News 28 Sep 17

Verdicts in Macedonia Shootout Trial Due in October

As the ethnically-charged trial of 37 Albanians accused of involvement in a deadly shootout with police in Kumanovo came to an end, the Skopje court said the verdict will be delivered on October 17.

Sinisa Jakov Marusic
The defendants in the courtroom. Photo: MIA.

The Skopje court on Wednesday said that the verdicts in the high-profile terrorism trial of 37 Albanians allegedly involved in the gun battle will be handed down on October 17.

The defendants are accused of participating in a two-day shootout with Macedonian security forces that left 18 people dead, including eight police officers, in the northern town of Kumanovo in May 2015.

If pronounced guilty, all the defendants face sentences ranging from 10 years to life in jail.

At the hearing on Wednesday, lawyers for the defendants, in their closing statements to the court, insisted that the evidence against their clients was insufficient and circumstantial and that they should be acquitted.

Some of the defendants, who admitted their participation in the armed group that clashed with the police in Kumanovo, maintained their previous claim that they were victims of a politically motivated set-up.

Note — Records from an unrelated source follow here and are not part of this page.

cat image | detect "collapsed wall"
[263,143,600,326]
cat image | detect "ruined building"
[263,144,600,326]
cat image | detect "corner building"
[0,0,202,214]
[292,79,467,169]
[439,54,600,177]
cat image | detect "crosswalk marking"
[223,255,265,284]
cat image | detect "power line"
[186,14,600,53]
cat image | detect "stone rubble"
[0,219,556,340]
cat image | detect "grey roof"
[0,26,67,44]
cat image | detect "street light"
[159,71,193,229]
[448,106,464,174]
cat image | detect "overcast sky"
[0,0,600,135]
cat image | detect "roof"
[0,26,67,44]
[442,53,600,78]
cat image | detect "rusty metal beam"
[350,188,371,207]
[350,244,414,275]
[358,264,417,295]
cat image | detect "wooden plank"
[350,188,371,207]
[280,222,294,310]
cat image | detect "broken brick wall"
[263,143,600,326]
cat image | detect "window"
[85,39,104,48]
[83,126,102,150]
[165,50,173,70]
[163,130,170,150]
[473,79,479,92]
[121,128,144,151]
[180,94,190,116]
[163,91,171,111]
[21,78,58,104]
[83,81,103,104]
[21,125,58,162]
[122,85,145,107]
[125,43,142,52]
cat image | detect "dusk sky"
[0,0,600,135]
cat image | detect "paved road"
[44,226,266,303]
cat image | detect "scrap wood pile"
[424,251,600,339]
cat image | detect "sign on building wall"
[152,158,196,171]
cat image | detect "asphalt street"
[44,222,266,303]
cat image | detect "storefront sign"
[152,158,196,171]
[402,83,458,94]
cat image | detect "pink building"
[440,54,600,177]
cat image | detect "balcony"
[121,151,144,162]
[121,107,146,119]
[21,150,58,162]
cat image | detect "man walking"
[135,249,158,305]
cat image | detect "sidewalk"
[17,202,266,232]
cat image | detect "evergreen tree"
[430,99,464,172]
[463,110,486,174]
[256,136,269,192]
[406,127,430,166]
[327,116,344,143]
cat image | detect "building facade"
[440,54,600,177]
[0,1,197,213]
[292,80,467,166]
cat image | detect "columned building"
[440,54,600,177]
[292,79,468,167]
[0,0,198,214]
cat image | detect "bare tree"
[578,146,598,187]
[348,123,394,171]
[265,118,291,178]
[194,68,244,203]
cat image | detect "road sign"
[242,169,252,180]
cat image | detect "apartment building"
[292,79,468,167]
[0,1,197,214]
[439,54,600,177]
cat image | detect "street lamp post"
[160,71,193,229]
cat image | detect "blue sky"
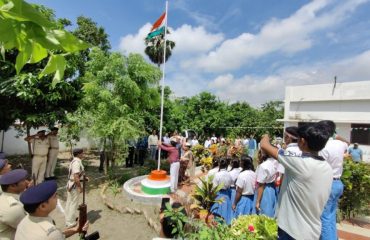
[30,0,370,106]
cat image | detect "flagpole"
[157,1,168,171]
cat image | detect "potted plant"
[193,176,223,223]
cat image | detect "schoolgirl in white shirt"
[255,150,279,217]
[232,156,256,218]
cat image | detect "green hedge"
[339,158,370,219]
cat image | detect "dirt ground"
[9,153,159,240]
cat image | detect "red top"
[159,144,179,163]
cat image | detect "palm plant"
[193,176,223,223]
[145,30,176,67]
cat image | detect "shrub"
[339,158,370,219]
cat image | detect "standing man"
[24,130,50,184]
[348,143,363,163]
[136,136,148,166]
[248,135,257,159]
[0,169,28,240]
[204,137,212,148]
[15,181,89,240]
[261,123,335,240]
[158,137,180,194]
[45,127,59,179]
[148,130,159,160]
[65,148,84,228]
[319,120,349,240]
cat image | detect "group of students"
[207,121,349,239]
[0,149,88,240]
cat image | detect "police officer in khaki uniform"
[65,148,84,227]
[0,169,28,240]
[15,180,89,240]
[45,127,59,179]
[0,159,12,195]
[24,130,50,184]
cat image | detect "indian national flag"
[146,12,166,39]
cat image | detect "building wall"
[0,127,96,155]
[280,81,370,163]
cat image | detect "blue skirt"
[253,182,277,218]
[234,195,255,218]
[211,189,233,225]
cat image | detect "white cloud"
[119,23,224,55]
[119,23,152,54]
[169,24,224,53]
[209,50,370,106]
[182,0,367,72]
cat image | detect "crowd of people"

After the violence, many Albanians, as well as the then opposition Social Democrats, SDSM, said they suspected that the shootout was a set-up, staged to divert public attention from growing political turmoil after the opposition started to publish details of incriminating wiretapped conversations between high-ranking state officials from VMRO DPMNE party, which has since been ousted from office.

Since October last year, the defence has been saying that it wants a retired police general who is now head of the small opposition Dignity party, Stojance Angelov, and Ali Ahmeti, the head of the biggest ethnic Albanian party in Macedonia, the Democratic Union for Integration, DUI, to appear as witnesses in hope of shedding fresh light on the events.

But the court rejected these demands, citing a law which prohibits calling additional witnesses in the middle of the trial unless they are mentioned in other people’s testimonies as potentially relevant to the case.

The trial started in February 2016.

But at the beginning of June last year, proceedings had to restart after the prosecution decided to merge the case with another related case in which eight people are suspected of helping the armed group allegedly involved in the gun battle with police.

The prosecution alleges that the men stole weapons from a police station, which they used for the attack on the security forces in Kumanovo on May 9 and 10, 2015.

The defendants deny the charges and insist that the two-day shootout was a result of them defending themselves from the police.

It seems that the case and the controversy that surrounds it will not end with the court ruling.

Earlier this month, addressing public suspicions about the case, new Prime Minister Zoran Zaev, the leader of the SDSM, whose government was elected in May, told media that he would like there to be a retrial, and if that happens, the authorities would ask for international help and supervision to remove all doubts about the case.